Relationship of polymorphisms and haplotype in interleukin-16 and adiponectin gene with late-onset Alzheimer's disease risk.

AIMS: To investigate the impact of Interleukin-16 (IL- 16) and Adiponectin (ANP) gene single nucleotide polymorphisms (SNPs), gene- gene interactions and haplotype on late-onset Alzheimer's disease (LOAD) risk.
METHODS: Hardy-Weinberg equilibrium (HWE), haplotype and pairwise linkage disequilibrium (LD) analysis were investigated by using SNPstats (available online at http://bioinfo.iconcologia.net/SNPstats). Generalized multifactor dimensionality reduction (GMDR) was used to examine interaction among 4 SNPs, odds ratio (OR) and 95% confident interval (95%CI) were calculated by logistic regression model.
RESULTS: LOAD risk was significantly higher in carriers of rs266729- G allele than those with CC genotype (CG+ GG versus CC), OR (95%CI) =1.61 (1.26-1.96), and higher in carriers of rs1501299- T allele, OR (95%CI) = 1.62 (1.32-2.12), lower in carriers of rs4072111- T allele, adjusted OR (95%CI) =0.65 (0.44-0.93). We also found a significant gene- gene interaction between rs266729 and rs4072111. Participants with CG or GG of rs266729 and CC of rs4072111 genotype have the highest LOAD risk, OR (95%CI) = 2.62 (1.64 -3.58). Haplotype containing the rs266729- G and rs1501299- T alleles were associated with increased LOAD risk, OR (95%CI)= 1.83 (1.32- 2.43), and haplotype containing the rs1131445- C and rs4072111- T alleles were associated with decreased LOAD risk, OR (95%CI)= 0.53 (0.18- 0.95).
CONCLUSIONS: We concluded that rs266729 and rs1501299 minor alleles were associated with increased LOAD risk, but rs4072111 minor allele was associated with decreased LOAD risk. We also found that interaction involving rs266729 and rs4072111, and haplotype combinations were associated with LOAD risk.

INTRODUCTION

Alzheimer’s disease (AD) was a kind of diseases occurred in middle and old age [1], and was associated with some neurological symptoms and cognitive problems, including memory impairment, leading by neurodegeneration or synapse loss leading to and other cognitive problems [2]. Currently, there were a total of 6 million AD patients in China [3]. Clinically, late-onset AD (LOAD) is more common type of AD and the heritability for susceptibility to LOAD was predicted nearly 80% [4]. The etiology and pathogenesis for LOAD were still not clear, and study indicated that LOAD was influenced by interactions between genetic factors and environmental factors [5, 6]. So it is necessary to find and validate biomarkers for AD prevention, especially for LOAD.

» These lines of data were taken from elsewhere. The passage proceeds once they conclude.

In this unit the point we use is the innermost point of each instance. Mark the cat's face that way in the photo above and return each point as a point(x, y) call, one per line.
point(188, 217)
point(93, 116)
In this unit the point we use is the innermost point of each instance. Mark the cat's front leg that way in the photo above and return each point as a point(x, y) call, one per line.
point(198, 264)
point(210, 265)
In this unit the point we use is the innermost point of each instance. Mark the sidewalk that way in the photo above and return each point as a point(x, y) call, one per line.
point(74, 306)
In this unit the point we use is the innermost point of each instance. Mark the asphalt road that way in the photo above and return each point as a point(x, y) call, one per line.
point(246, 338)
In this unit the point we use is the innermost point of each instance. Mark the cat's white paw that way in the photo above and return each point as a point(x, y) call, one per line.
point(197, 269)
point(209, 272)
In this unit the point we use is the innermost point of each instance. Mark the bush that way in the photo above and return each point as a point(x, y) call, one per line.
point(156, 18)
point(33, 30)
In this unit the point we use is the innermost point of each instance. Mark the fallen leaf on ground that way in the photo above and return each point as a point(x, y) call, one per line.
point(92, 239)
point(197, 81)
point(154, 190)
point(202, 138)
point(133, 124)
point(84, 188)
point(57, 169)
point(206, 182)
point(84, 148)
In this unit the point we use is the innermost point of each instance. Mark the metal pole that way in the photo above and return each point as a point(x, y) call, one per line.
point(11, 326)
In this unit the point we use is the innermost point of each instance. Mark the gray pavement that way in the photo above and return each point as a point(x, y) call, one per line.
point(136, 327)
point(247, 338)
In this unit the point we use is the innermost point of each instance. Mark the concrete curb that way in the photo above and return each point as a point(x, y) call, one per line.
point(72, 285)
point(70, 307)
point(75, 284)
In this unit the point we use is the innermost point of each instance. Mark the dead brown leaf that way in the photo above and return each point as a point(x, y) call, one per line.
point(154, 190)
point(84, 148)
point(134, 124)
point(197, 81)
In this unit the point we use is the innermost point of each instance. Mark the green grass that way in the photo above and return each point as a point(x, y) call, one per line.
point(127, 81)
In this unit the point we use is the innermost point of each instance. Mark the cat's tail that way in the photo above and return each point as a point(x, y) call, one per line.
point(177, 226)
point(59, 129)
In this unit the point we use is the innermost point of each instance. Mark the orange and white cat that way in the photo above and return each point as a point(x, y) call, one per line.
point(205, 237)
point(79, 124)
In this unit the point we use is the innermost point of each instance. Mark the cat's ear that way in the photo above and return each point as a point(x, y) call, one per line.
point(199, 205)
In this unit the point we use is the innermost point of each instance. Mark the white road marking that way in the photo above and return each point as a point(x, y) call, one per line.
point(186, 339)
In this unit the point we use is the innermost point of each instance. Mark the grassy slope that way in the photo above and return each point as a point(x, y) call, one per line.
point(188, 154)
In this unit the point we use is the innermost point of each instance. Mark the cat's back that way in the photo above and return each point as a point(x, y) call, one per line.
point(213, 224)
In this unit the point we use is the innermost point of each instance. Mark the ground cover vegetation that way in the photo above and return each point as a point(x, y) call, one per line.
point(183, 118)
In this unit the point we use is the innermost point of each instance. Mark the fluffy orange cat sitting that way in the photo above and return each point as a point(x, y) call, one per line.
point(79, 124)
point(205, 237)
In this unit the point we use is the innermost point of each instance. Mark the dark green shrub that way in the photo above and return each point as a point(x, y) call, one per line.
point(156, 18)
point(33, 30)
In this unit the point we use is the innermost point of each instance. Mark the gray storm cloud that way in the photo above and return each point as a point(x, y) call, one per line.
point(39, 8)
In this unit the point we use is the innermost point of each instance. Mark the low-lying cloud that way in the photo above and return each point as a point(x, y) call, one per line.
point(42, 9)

Inflammation plays a main role in AD pathogenesis, and the inflammation irritants including damaged tissues and β-amyloid plaque [7]. Interleukin-16 (IL-16) is one type of gene, encoded pro- inflammatory cytokines [8]. Studies [9] indicated that IL-16 levels increased in AD patients, confirming that IL-16 may play an important role in the progression of AD [9]. The human IL-16 gene could encode pleiotropic cytokine, which was a modulator of T cell activation [10]. However, to date, just two previous studies [11- 12] were conducted on the association between IL-16 gene single nucleotide polymorphisms (SNPs) and AD risk, but just one study focused on the correlation of rs4072111, rs1131445 polymorphisms and LOAD risk [11]. There was growing evidence demonstrating the association of adiponectin (ANP) gene SNPs with circulating adiponectin levels. rs266729and rs1501299 were two common SNPs. Some studies [13, 14] have reported the association between ANP gene polymorphisms and some metabolic diseases, such as insulin resistance and type 2 diabetes, but just one study [15] have focused on the association between ANP gene polymorphisms and LOAD.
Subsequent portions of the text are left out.